La historia es, y no puede dejar de ser, un proceso colectivo de aprendizaje. Aprendemos de nuestras experiencias. Muchas veces no hacemos caso y volvemos así a la casilla anterior, generalmente a una situación peor. A pesar de ir a trancas y barrancas, aprendemos. Este aprendizaje histórico se refleja en nuestra cultura, en las palabras y valores con los que nos entendemos y construimos la sociedad. Esto es lo que ocurre con las palabras justicia o democracia. Las palabras son almacenes de aprendizaje, no pueden significar cualquier cosa.

Hace unos días tuve la suerte de compartir una conferencia con el profesor Pedro Barceló.
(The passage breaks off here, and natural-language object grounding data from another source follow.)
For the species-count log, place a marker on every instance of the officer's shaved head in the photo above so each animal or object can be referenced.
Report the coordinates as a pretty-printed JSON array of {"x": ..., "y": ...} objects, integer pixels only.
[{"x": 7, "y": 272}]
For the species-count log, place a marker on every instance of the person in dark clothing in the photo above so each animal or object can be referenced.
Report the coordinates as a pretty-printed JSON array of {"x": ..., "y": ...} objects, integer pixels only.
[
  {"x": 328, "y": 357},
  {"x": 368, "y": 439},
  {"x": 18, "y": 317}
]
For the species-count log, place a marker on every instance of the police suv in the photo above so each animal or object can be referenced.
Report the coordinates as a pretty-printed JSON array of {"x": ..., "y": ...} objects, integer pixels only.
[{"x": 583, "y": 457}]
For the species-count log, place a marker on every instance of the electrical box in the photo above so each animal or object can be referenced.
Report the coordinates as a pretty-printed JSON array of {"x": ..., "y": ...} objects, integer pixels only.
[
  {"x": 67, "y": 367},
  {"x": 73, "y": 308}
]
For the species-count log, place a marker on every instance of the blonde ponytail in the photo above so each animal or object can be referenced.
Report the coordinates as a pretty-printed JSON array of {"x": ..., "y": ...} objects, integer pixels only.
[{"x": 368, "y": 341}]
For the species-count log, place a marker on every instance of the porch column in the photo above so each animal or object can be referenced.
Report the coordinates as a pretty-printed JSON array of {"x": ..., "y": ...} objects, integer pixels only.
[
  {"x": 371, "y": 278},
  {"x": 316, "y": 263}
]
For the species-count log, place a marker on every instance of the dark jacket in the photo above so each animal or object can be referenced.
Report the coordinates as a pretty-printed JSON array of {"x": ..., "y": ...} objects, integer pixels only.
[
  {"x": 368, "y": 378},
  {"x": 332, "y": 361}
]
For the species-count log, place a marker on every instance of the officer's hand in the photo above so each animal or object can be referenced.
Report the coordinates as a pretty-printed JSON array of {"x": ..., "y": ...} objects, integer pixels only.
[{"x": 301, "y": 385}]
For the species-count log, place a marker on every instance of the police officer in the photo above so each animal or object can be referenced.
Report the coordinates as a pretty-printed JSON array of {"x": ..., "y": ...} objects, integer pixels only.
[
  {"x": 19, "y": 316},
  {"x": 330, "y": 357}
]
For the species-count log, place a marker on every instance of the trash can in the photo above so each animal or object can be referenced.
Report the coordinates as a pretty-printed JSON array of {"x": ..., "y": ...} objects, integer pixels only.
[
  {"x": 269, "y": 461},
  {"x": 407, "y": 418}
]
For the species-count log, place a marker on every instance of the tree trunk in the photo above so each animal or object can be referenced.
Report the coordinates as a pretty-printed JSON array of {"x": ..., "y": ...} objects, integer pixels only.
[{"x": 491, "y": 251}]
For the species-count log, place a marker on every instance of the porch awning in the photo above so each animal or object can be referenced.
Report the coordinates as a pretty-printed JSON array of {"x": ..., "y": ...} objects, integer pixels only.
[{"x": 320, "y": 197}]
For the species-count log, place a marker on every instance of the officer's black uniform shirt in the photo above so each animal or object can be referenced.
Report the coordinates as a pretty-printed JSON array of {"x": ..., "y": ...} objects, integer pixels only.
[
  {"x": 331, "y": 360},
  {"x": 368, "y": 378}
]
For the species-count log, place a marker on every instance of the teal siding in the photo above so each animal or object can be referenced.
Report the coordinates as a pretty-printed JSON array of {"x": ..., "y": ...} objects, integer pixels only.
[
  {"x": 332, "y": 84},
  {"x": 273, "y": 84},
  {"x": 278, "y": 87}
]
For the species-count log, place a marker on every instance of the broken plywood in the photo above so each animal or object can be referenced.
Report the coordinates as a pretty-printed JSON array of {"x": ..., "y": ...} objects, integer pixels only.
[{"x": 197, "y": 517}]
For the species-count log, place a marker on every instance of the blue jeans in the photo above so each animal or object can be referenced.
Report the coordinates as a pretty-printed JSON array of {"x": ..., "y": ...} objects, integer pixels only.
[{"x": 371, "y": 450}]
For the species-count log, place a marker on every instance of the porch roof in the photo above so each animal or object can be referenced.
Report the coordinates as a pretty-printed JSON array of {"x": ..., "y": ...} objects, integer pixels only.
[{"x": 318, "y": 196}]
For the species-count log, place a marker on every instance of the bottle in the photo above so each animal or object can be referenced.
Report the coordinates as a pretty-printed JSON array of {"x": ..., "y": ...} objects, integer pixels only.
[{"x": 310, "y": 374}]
Explicó qué había pasado con la democracia en las polis griegas, en la república romana o, ya en nuestros días, en la república de Weimar o en la española. En todas ellas aparecen una serie de factores que explican su decadencia y desaparición, entre ellos, la ausencia de valores compartidos y las desigualdades sociales. La ignorancia y la avaricia no encajan en ningún carácter democrático. Si no queremos repetir la historia, si no queremos un demos vulgar y resentido, tendremos que saber educar y repartir bien las cargas y beneficios. No nacemos buenos o malos ciudadanos, ni honrados o sinvergüenzas. Nos hacemos. Seguimos empeñados en ignorar la importancia de una educación democrática y el valor de una distribución justa. Solo tomando las riendas de una educación cívica y solidaria que enseña primero a cooperar y compartir y, solo después, a competir, mejoraremos nuestra democracia. Ni la tradición picaresca ni la corrupción están en nuestros genes.